Tuesday, August 26, 2025

I Don't Have Time

Sermon for Aug. 24, 2025
Isaiah 58:9b-14; Luke 13:10-17

I’ve been thinking a lot this week about time – mostly because I felt like I had so little of it.  On Monday, I was looking at a week ahead that included preparing for a Vestry meeting, planning a funeral, writing a different funeral’s homily, writing a newsletter column, preparing and leading a Thursday-night class, and, oh, writing Sunday’s sermon.  Now, Monday is my day off, though I’m not good at keeping it.  Usually, it includes some work; sometimes, it becomes a full workday.  And this particular Monday seemed like an especially bad candidate for a day off, given the week that lay ahead.  I was anxious that I just wouldn’t have time to finish all the things on that list.

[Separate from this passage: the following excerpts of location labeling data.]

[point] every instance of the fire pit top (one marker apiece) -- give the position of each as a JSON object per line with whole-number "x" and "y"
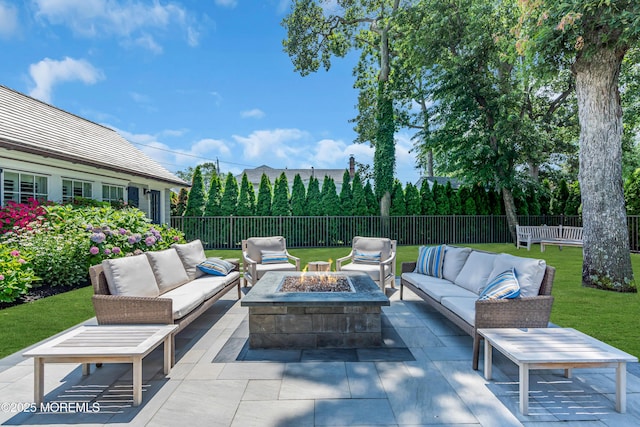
{"x": 266, "y": 291}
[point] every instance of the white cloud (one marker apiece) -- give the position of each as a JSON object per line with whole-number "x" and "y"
{"x": 48, "y": 72}
{"x": 256, "y": 113}
{"x": 281, "y": 143}
{"x": 227, "y": 3}
{"x": 8, "y": 19}
{"x": 125, "y": 19}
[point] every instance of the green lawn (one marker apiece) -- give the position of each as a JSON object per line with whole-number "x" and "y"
{"x": 608, "y": 316}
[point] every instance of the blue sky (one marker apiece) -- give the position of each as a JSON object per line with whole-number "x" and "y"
{"x": 188, "y": 81}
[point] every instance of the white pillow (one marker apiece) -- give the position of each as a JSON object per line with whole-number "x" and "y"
{"x": 529, "y": 272}
{"x": 191, "y": 254}
{"x": 476, "y": 271}
{"x": 130, "y": 276}
{"x": 454, "y": 259}
{"x": 168, "y": 269}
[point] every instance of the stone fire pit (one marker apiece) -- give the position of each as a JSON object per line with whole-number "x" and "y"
{"x": 287, "y": 312}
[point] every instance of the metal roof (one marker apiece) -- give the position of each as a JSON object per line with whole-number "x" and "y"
{"x": 33, "y": 126}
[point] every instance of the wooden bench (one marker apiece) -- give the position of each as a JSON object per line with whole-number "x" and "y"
{"x": 547, "y": 235}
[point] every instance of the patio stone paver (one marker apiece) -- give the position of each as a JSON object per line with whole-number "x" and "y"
{"x": 423, "y": 376}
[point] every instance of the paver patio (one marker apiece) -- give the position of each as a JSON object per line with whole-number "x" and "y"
{"x": 210, "y": 386}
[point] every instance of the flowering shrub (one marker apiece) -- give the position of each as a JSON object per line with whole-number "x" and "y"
{"x": 17, "y": 216}
{"x": 16, "y": 274}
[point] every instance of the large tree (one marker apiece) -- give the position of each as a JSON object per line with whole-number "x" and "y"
{"x": 596, "y": 35}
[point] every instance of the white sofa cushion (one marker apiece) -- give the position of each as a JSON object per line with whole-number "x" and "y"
{"x": 436, "y": 288}
{"x": 454, "y": 259}
{"x": 191, "y": 254}
{"x": 130, "y": 276}
{"x": 185, "y": 299}
{"x": 464, "y": 307}
{"x": 476, "y": 271}
{"x": 529, "y": 272}
{"x": 168, "y": 269}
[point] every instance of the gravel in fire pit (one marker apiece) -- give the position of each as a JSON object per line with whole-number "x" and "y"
{"x": 315, "y": 284}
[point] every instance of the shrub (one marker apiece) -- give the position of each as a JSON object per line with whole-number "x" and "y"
{"x": 16, "y": 274}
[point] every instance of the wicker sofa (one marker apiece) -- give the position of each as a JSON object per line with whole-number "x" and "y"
{"x": 163, "y": 287}
{"x": 465, "y": 273}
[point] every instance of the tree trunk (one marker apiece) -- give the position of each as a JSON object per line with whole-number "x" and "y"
{"x": 510, "y": 211}
{"x": 606, "y": 253}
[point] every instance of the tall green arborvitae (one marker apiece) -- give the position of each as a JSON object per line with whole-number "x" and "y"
{"x": 245, "y": 198}
{"x": 412, "y": 199}
{"x": 398, "y": 203}
{"x": 298, "y": 197}
{"x": 212, "y": 208}
{"x": 263, "y": 205}
{"x": 427, "y": 204}
{"x": 330, "y": 199}
{"x": 314, "y": 198}
{"x": 280, "y": 206}
{"x": 229, "y": 201}
{"x": 359, "y": 201}
{"x": 196, "y": 202}
{"x": 373, "y": 206}
{"x": 346, "y": 196}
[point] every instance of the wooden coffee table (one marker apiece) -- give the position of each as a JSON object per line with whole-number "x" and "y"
{"x": 555, "y": 348}
{"x": 103, "y": 344}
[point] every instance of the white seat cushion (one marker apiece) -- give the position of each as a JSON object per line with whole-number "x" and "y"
{"x": 168, "y": 269}
{"x": 191, "y": 254}
{"x": 373, "y": 270}
{"x": 130, "y": 276}
{"x": 437, "y": 288}
{"x": 464, "y": 307}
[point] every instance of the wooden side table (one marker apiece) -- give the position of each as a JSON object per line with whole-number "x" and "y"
{"x": 319, "y": 266}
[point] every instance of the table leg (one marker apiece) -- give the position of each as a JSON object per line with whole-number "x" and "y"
{"x": 621, "y": 387}
{"x": 524, "y": 389}
{"x": 38, "y": 380}
{"x": 137, "y": 381}
{"x": 488, "y": 359}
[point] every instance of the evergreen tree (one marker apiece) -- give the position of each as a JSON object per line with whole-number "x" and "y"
{"x": 440, "y": 199}
{"x": 412, "y": 199}
{"x": 358, "y": 197}
{"x": 454, "y": 200}
{"x": 314, "y": 198}
{"x": 373, "y": 206}
{"x": 229, "y": 200}
{"x": 427, "y": 205}
{"x": 212, "y": 208}
{"x": 298, "y": 197}
{"x": 196, "y": 202}
{"x": 263, "y": 205}
{"x": 280, "y": 205}
{"x": 330, "y": 199}
{"x": 398, "y": 202}
{"x": 346, "y": 198}
{"x": 245, "y": 198}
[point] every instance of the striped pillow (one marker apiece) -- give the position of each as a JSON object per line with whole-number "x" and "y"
{"x": 216, "y": 266}
{"x": 504, "y": 285}
{"x": 430, "y": 260}
{"x": 362, "y": 257}
{"x": 273, "y": 257}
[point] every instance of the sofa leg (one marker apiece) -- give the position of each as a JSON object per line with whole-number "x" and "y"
{"x": 476, "y": 351}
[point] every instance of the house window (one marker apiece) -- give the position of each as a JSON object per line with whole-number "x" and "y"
{"x": 112, "y": 193}
{"x": 20, "y": 187}
{"x": 72, "y": 189}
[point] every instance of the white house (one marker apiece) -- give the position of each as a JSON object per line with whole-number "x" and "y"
{"x": 50, "y": 154}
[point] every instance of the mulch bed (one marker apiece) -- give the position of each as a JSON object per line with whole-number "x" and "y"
{"x": 42, "y": 291}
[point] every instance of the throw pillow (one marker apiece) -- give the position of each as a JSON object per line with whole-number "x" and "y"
{"x": 430, "y": 260}
{"x": 272, "y": 257}
{"x": 362, "y": 257}
{"x": 503, "y": 286}
{"x": 216, "y": 266}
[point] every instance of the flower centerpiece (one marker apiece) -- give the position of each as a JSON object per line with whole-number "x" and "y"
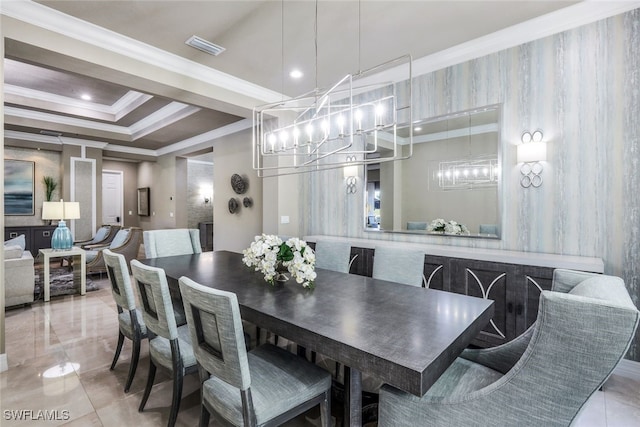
{"x": 268, "y": 254}
{"x": 447, "y": 227}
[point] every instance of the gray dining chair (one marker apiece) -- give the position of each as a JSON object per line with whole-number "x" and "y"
{"x": 169, "y": 345}
{"x": 335, "y": 256}
{"x": 416, "y": 225}
{"x": 584, "y": 327}
{"x": 266, "y": 386}
{"x": 491, "y": 229}
{"x": 404, "y": 266}
{"x": 130, "y": 322}
{"x": 169, "y": 242}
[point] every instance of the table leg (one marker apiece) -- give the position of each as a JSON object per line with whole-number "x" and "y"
{"x": 83, "y": 274}
{"x": 46, "y": 283}
{"x": 352, "y": 397}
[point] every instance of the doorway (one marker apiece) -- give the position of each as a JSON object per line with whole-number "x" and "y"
{"x": 112, "y": 197}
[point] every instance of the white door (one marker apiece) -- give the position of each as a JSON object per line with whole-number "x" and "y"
{"x": 112, "y": 196}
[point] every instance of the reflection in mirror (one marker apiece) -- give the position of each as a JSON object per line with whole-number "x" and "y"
{"x": 453, "y": 175}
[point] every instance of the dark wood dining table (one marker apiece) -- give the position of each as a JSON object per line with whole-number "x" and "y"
{"x": 404, "y": 335}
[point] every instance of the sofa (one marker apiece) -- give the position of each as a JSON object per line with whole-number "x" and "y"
{"x": 19, "y": 275}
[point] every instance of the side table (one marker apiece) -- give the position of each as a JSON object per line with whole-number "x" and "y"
{"x": 79, "y": 259}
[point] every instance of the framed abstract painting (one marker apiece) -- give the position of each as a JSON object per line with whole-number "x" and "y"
{"x": 19, "y": 187}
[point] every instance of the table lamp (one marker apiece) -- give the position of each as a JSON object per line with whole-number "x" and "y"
{"x": 61, "y": 210}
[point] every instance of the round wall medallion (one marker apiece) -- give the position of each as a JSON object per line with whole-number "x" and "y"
{"x": 238, "y": 184}
{"x": 233, "y": 205}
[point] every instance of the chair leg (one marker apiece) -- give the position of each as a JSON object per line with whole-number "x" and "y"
{"x": 177, "y": 396}
{"x": 135, "y": 355}
{"x": 204, "y": 416}
{"x": 118, "y": 350}
{"x": 147, "y": 389}
{"x": 325, "y": 410}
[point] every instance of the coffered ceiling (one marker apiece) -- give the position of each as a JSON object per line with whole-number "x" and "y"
{"x": 264, "y": 41}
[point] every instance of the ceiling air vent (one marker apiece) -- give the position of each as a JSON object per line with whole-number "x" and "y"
{"x": 205, "y": 46}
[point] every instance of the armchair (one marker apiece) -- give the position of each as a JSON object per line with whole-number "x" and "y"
{"x": 126, "y": 242}
{"x": 103, "y": 236}
{"x": 585, "y": 326}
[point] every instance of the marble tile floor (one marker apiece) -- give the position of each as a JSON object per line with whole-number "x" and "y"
{"x": 59, "y": 355}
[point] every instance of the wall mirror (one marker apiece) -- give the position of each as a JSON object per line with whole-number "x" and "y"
{"x": 453, "y": 174}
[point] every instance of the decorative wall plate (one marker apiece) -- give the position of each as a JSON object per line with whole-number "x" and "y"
{"x": 233, "y": 205}
{"x": 238, "y": 184}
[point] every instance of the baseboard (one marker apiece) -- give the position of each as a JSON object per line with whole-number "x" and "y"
{"x": 4, "y": 364}
{"x": 628, "y": 368}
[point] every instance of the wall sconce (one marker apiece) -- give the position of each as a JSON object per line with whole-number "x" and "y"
{"x": 206, "y": 194}
{"x": 531, "y": 152}
{"x": 350, "y": 174}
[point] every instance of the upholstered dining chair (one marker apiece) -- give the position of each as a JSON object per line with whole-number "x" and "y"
{"x": 335, "y": 256}
{"x": 404, "y": 266}
{"x": 178, "y": 241}
{"x": 169, "y": 344}
{"x": 491, "y": 229}
{"x": 416, "y": 225}
{"x": 126, "y": 242}
{"x": 266, "y": 386}
{"x": 130, "y": 322}
{"x": 584, "y": 327}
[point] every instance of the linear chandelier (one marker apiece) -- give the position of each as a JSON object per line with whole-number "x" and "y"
{"x": 467, "y": 174}
{"x": 328, "y": 129}
{"x": 335, "y": 127}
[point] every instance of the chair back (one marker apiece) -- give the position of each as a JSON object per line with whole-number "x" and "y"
{"x": 179, "y": 241}
{"x": 404, "y": 266}
{"x": 118, "y": 274}
{"x": 157, "y": 308}
{"x": 579, "y": 337}
{"x": 416, "y": 225}
{"x": 216, "y": 332}
{"x": 488, "y": 229}
{"x": 333, "y": 255}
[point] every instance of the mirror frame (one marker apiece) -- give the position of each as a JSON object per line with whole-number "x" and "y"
{"x": 499, "y": 188}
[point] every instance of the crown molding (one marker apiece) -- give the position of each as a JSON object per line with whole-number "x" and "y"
{"x": 206, "y": 137}
{"x": 58, "y": 22}
{"x": 40, "y": 99}
{"x": 46, "y": 139}
{"x": 164, "y": 117}
{"x": 64, "y": 120}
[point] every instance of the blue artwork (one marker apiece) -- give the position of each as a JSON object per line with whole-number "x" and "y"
{"x": 18, "y": 187}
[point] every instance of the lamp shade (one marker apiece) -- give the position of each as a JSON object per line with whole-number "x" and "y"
{"x": 61, "y": 238}
{"x": 532, "y": 152}
{"x": 71, "y": 210}
{"x": 52, "y": 210}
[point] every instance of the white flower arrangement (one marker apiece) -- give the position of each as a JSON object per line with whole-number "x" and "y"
{"x": 267, "y": 252}
{"x": 448, "y": 227}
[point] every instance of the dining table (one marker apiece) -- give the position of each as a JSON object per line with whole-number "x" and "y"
{"x": 403, "y": 335}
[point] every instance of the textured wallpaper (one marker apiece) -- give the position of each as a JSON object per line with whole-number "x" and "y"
{"x": 582, "y": 88}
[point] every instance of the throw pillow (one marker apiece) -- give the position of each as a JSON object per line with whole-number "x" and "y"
{"x": 12, "y": 252}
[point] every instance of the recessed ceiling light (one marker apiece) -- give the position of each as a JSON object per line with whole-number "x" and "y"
{"x": 296, "y": 74}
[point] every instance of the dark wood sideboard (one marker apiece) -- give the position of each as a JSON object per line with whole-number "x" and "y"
{"x": 515, "y": 288}
{"x": 36, "y": 236}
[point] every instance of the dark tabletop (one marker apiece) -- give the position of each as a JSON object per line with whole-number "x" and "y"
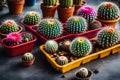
{"x": 12, "y": 69}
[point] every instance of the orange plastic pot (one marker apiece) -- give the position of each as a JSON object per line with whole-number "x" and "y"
{"x": 15, "y": 7}
{"x": 65, "y": 13}
{"x": 48, "y": 11}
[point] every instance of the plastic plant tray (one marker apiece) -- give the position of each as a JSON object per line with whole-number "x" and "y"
{"x": 31, "y": 29}
{"x": 76, "y": 63}
{"x": 19, "y": 49}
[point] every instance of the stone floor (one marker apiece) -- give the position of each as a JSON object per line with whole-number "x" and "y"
{"x": 11, "y": 68}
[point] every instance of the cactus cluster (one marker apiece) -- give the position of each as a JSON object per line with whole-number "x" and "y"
{"x": 80, "y": 47}
{"x": 108, "y": 37}
{"x": 9, "y": 26}
{"x": 28, "y": 56}
{"x": 77, "y": 2}
{"x": 66, "y": 3}
{"x": 49, "y": 2}
{"x": 87, "y": 12}
{"x": 82, "y": 73}
{"x": 108, "y": 11}
{"x": 50, "y": 28}
{"x": 13, "y": 39}
{"x": 76, "y": 24}
{"x": 27, "y": 37}
{"x": 62, "y": 60}
{"x": 51, "y": 46}
{"x": 95, "y": 24}
{"x": 31, "y": 18}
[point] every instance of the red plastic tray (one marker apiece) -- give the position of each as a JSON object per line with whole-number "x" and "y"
{"x": 19, "y": 49}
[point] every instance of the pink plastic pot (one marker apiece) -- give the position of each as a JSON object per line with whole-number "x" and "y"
{"x": 19, "y": 49}
{"x": 32, "y": 29}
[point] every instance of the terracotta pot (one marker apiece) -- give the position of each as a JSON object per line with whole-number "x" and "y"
{"x": 78, "y": 6}
{"x": 4, "y": 35}
{"x": 48, "y": 11}
{"x": 15, "y": 7}
{"x": 28, "y": 63}
{"x": 87, "y": 78}
{"x": 111, "y": 23}
{"x": 65, "y": 13}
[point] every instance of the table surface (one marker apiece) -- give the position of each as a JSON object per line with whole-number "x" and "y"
{"x": 12, "y": 69}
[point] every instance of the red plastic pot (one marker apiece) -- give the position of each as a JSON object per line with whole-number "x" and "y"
{"x": 19, "y": 49}
{"x": 43, "y": 38}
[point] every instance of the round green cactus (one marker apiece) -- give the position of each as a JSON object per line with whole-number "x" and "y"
{"x": 108, "y": 37}
{"x": 32, "y": 18}
{"x": 62, "y": 60}
{"x": 66, "y": 3}
{"x": 49, "y": 2}
{"x": 108, "y": 11}
{"x": 50, "y": 28}
{"x": 28, "y": 56}
{"x": 77, "y": 2}
{"x": 51, "y": 46}
{"x": 27, "y": 37}
{"x": 82, "y": 73}
{"x": 95, "y": 24}
{"x": 80, "y": 47}
{"x": 9, "y": 26}
{"x": 76, "y": 24}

That’s an interesting phrase we use, that we “have time,” or not – as if time were something we could hold and own.  You know, of all God’s creatures, only humans would have the hubris to think that time itself was our possession.

Perhaps that’s why God commanded us to observe sabbath.  In Hebrew, that noun is linked with a verb that means to stop, which puts a nice exclamation point on the fourth commandment, to “remember the sabbath day to keep it holy” (Exodus 20:8).  It’s kind of crazy, if you think about it:  Right up there with not murdering and not worshiping idols is a commandment to stop and rest.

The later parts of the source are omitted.